Nielsen Joins Crime Victims At Capitol March - They Deserve Justice Through Death Penalty

Tuesday, April 24, 2012

SACRAMENTO (April 24, 2012) - Assemblyman Jim Nielsen (R-Gerber) joined a crowd of hundreds victims of crimes who have gathered to commemorate National Crime Victims Rights Week, April 22-28, this morning on the West Steps of the State Capitol. Nielsen expressed deep concern and understanding for the victims, and he addressed the measure that would repeal the Death Penalty in California which was qualified for the ballot and announced yesterday by the Secretary of State.

"This is one more ill-conceived attempt to undermine the death penalty in California," said Nielsen. "Voters have consistently rejected these efforts and they should once again. The specious argument about costs associated with the death penalty law is driven by the interminable litigation and a disregard for the Congressional Anti-terrorism and effective Death Penalty Act of 1996, whose whole purpose was to expedite this process while ensuring justice."

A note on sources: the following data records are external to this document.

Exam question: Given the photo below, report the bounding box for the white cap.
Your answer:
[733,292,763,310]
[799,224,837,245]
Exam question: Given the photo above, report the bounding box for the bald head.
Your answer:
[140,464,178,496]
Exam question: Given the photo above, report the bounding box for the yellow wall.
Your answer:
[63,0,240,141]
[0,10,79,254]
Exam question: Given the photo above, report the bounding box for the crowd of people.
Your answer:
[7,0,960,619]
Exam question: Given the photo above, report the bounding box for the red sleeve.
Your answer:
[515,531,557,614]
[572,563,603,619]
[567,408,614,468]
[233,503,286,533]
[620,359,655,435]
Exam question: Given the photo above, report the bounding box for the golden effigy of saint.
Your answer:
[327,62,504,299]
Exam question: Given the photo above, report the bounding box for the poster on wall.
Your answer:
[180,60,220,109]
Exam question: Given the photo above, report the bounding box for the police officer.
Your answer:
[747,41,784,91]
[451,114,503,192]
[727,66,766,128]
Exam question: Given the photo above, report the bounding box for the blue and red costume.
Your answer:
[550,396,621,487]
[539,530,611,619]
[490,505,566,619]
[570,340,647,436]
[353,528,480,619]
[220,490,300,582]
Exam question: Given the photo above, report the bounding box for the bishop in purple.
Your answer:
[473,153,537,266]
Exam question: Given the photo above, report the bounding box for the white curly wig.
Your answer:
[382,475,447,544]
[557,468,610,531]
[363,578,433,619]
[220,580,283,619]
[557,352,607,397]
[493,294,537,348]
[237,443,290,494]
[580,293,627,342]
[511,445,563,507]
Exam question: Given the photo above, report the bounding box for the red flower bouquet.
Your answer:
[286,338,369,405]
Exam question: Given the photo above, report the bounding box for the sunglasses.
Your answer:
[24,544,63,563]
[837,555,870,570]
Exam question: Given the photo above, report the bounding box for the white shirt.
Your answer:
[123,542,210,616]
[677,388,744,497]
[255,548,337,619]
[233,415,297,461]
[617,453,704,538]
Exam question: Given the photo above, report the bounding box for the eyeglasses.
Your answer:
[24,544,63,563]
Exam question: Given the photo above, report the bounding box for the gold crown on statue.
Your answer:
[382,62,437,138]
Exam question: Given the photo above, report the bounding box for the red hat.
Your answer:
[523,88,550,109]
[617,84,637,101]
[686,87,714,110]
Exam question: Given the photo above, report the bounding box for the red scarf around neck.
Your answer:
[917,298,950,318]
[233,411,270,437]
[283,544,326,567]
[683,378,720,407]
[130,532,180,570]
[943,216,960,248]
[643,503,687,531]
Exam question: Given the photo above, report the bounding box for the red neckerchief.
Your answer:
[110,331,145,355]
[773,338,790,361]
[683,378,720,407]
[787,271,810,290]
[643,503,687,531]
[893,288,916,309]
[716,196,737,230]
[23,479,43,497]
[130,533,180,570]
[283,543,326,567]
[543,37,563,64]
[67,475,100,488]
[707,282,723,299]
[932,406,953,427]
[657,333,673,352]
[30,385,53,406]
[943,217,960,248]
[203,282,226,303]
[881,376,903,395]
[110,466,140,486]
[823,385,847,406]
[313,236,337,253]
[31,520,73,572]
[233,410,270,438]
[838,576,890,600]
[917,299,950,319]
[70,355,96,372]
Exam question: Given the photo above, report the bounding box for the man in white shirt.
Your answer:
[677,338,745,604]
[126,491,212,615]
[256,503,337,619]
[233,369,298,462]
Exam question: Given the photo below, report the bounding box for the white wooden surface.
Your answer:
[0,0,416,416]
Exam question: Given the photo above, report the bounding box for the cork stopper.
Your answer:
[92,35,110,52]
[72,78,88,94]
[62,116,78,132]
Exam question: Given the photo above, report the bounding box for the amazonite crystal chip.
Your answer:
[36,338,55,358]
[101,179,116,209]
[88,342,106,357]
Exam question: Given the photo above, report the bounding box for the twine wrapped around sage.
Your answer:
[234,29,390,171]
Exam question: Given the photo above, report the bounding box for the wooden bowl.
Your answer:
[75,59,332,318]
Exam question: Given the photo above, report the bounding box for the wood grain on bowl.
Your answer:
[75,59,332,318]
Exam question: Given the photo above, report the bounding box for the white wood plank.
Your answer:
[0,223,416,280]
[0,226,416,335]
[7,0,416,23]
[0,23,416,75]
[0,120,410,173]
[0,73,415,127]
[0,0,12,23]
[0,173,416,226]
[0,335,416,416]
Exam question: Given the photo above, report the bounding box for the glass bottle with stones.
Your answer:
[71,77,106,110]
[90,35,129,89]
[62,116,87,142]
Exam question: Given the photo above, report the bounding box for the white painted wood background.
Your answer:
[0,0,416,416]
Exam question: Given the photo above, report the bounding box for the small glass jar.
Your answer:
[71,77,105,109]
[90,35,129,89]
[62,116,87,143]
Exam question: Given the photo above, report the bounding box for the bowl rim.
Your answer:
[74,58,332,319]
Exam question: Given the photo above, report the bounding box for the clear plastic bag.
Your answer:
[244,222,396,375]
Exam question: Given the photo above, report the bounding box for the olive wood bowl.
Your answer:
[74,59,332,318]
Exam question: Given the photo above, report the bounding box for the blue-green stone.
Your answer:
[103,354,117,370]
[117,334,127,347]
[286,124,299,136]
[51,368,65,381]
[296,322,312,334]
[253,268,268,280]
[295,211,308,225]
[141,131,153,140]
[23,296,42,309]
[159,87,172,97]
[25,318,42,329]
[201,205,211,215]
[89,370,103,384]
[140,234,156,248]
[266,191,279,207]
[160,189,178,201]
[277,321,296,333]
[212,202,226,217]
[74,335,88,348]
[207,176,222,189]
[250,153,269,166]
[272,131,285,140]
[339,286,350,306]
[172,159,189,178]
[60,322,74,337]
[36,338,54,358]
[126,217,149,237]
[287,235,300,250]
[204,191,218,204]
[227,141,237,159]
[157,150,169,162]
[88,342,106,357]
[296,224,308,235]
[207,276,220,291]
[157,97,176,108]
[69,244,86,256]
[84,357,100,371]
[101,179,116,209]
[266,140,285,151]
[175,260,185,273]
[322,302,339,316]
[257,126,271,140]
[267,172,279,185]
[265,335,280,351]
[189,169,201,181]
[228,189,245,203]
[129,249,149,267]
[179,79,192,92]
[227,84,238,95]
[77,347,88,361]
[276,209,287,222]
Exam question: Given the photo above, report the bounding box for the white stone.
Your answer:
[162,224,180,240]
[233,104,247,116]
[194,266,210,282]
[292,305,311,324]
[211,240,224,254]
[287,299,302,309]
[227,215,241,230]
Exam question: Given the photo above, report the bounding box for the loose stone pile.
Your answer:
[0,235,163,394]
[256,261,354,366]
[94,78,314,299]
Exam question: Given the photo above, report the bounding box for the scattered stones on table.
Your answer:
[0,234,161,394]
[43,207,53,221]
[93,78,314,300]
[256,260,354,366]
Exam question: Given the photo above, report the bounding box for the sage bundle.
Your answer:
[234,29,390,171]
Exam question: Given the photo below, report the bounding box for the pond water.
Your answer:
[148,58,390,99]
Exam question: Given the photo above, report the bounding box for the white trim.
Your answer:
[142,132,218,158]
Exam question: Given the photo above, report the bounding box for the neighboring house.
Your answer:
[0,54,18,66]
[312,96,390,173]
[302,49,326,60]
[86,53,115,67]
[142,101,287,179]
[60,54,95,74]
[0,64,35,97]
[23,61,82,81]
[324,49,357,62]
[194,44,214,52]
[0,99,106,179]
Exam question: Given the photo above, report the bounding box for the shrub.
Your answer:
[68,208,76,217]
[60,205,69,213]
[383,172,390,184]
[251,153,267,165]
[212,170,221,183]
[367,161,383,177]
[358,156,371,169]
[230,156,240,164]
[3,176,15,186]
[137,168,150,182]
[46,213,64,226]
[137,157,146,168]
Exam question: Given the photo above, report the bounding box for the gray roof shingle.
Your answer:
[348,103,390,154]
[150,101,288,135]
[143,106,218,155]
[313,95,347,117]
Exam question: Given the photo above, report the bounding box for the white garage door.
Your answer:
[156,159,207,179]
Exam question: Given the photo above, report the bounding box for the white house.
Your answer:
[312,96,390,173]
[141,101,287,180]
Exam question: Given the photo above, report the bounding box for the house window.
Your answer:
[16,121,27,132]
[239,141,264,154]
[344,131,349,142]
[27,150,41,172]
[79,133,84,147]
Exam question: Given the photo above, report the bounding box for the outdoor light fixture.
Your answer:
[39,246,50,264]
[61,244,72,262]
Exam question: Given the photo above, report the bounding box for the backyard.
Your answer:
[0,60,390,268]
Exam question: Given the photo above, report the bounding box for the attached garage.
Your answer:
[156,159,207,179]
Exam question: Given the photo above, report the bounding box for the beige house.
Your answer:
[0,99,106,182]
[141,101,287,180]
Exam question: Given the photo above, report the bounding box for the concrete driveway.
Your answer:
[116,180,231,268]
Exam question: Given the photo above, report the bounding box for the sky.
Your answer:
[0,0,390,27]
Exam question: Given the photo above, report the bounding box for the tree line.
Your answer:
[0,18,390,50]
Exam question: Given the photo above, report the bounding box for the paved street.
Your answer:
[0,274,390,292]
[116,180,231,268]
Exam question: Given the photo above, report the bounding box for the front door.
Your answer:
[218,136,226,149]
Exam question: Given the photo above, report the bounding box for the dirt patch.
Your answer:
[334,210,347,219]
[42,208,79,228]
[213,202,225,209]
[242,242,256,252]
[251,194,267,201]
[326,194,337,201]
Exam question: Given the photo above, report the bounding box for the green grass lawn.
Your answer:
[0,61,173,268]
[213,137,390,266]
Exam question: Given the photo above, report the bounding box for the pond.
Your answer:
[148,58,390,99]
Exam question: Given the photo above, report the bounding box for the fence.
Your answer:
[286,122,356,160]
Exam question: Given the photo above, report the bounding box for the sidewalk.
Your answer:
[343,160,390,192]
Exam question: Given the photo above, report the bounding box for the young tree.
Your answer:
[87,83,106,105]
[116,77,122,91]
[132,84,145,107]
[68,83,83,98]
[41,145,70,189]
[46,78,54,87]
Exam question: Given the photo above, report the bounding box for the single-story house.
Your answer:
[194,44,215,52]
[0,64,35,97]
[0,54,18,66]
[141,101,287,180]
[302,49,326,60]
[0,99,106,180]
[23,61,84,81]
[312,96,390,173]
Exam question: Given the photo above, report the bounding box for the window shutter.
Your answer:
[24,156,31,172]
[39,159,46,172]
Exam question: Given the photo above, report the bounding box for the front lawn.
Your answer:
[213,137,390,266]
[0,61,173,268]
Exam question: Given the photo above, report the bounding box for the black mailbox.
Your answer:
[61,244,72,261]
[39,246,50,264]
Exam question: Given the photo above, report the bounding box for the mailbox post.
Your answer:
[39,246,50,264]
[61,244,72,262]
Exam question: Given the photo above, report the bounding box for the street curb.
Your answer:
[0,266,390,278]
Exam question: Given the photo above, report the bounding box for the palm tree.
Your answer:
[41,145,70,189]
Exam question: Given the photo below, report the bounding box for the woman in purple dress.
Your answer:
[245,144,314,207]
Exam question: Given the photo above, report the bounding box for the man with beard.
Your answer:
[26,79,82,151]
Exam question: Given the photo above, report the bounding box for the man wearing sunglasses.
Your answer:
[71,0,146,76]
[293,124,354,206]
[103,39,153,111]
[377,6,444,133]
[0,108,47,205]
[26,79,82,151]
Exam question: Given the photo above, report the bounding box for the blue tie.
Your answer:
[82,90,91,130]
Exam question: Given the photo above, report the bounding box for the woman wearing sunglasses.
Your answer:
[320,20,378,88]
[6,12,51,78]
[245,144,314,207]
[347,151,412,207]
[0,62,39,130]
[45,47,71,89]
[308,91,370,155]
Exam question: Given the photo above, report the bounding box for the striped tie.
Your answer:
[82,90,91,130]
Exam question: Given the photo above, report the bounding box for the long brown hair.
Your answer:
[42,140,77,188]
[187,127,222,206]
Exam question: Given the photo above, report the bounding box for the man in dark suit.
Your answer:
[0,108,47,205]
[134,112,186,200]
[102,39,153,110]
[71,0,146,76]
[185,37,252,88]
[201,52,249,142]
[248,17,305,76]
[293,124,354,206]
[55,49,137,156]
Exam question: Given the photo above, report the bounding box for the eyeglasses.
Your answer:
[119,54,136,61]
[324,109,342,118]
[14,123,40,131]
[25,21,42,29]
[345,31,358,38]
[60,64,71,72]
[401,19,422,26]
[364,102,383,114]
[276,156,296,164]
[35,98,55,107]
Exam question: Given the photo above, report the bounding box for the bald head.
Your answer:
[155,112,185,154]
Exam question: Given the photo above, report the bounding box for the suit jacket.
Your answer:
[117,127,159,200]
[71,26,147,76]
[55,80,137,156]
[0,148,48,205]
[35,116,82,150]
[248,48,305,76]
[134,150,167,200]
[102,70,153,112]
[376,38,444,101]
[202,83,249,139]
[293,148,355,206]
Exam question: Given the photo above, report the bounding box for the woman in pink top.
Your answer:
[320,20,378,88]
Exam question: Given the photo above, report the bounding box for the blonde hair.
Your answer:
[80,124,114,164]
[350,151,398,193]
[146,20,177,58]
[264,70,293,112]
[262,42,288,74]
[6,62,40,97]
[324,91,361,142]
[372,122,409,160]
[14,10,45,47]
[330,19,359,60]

Nielsen shared that during the many years he served as Chairman of the California Board of Prison Terms, he had reviewed entire files of hundreds of death row inmates and been exposed to the seriousness of crimes perpetrated by those offenders and the enduring consequences of their crimes.

"Some crimes are so heinous and atrocious that justice cries out for this ultimate sentence," said Nielsen. "This will be sadly all the more on the minds of Californians as they become victims of crime as a result of the massive Public Safety Realignment disaster."

"The initiative is based on inaccurate information and it's probably going to cost California more in the long run," said Michael Rushford, the Founder, President, and Chief Executive Officer of the Criminal Justice Legal Foundation, a nonprofit, public interest law organization dedicated to improving the administration of criminal justice.

"It is ironic that this qualification has occurred the day before Crime Victims march on the State Capitol; who come to grieve and to ask -no more victims," said Nielsen. "The only comfort crime victims can have is that justice will be served. By eliminating the death penalty government demonstrates a callous disregard to these grieving victims and to those who will become victims in the future. I urge Californians to roundly reject this initiative."